Friday, January 21, 2011

Brioche: My Obsession

Brioche. I get a food boner just thinking the word. I'm slightly obsessed with it. When food blogger Tony Tahhan came to visit the CIA we had a great conversation about blogging, bread and especially brioche. He wrote a whole blog post about our conversation.
I love brioche because it is a wonderful wonderful half bread, half butter pastry.  It is so classic, yet so versatile. It can be full fat, half fat, whole wheat, sweet or savory; either way it makes great hamburger buns, french toast, waffles, donuts, pastries and if you feel particularly naughty you can laminate it!(the process of folding butter in between layers of dough)
During my time in back of house Apple Pie Bakery Cafe (APBC), the student run cafe at the Culinary Institute of America, I worked the brioche station.
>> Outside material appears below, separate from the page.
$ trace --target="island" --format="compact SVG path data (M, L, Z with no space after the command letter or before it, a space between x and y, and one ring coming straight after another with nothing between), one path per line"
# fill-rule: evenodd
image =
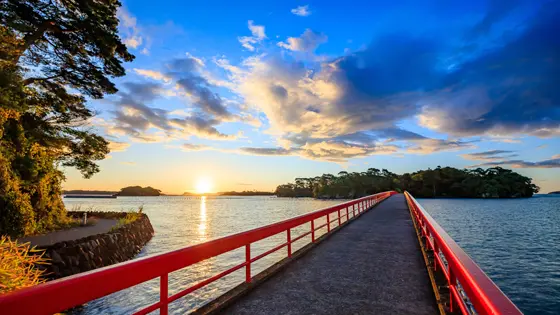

Every morning I was responsible for making a slew of pastries made out of brioche. During my class evaluation with the chef of the cafe, Francisco Migoya, he made a comment to me that brioche is so versatile that you could have an entire bakery of brioche products. I don't know if he saw that light bulb switch on over my head but he planted a seed that day. I had long been an ardent rejecter of any notion that I would one day own my own place. "too much work" I always replied, but secretly, I day-dream about a successful bakery cafe that only sells brioche products. Of course it would have to be somewhere where the customers do not care about butter consumption... maybe if Paula Dean sponsored it...
There are any number of ways that I could make a brioche item for my graduation open house. Since I'm having a hard time picking one, I'll make three. The first is my take on one of the pastries I made at APBC: a brioche fruit tart. The second is a miniature version of the national bread of Belgium: Craquelin. The third is another classic Belgian preparation: a waffle.

Brioche can be difficult to make at home, you need a strong, powerful mixer. My professional series Kitchen Aid is a very strong mixer, however, every time I make brioche I put it within seconds of overheating and breaking. To give my mixer a break, I usually start the dough in the mixer until it comes together. Then I remove the dough and hand knead the dough to full gluten development.
This can take quite a few minutes and gives my arm muscles an intense work out!
After the dough has reached intense gluten development, I return it to the mixer and start adding butter, small pliable pieces at a time until it is all incorporated.
This is called the window. It shows gluten development. If the dough pulls apart when stretched, the gluten development is light. If you can pull the dough very thinly and see light through the other side without tearing holes in the dough, it has reached full gluten development.
These are the baked Craquelin: brioche wrapped around sugar cubes.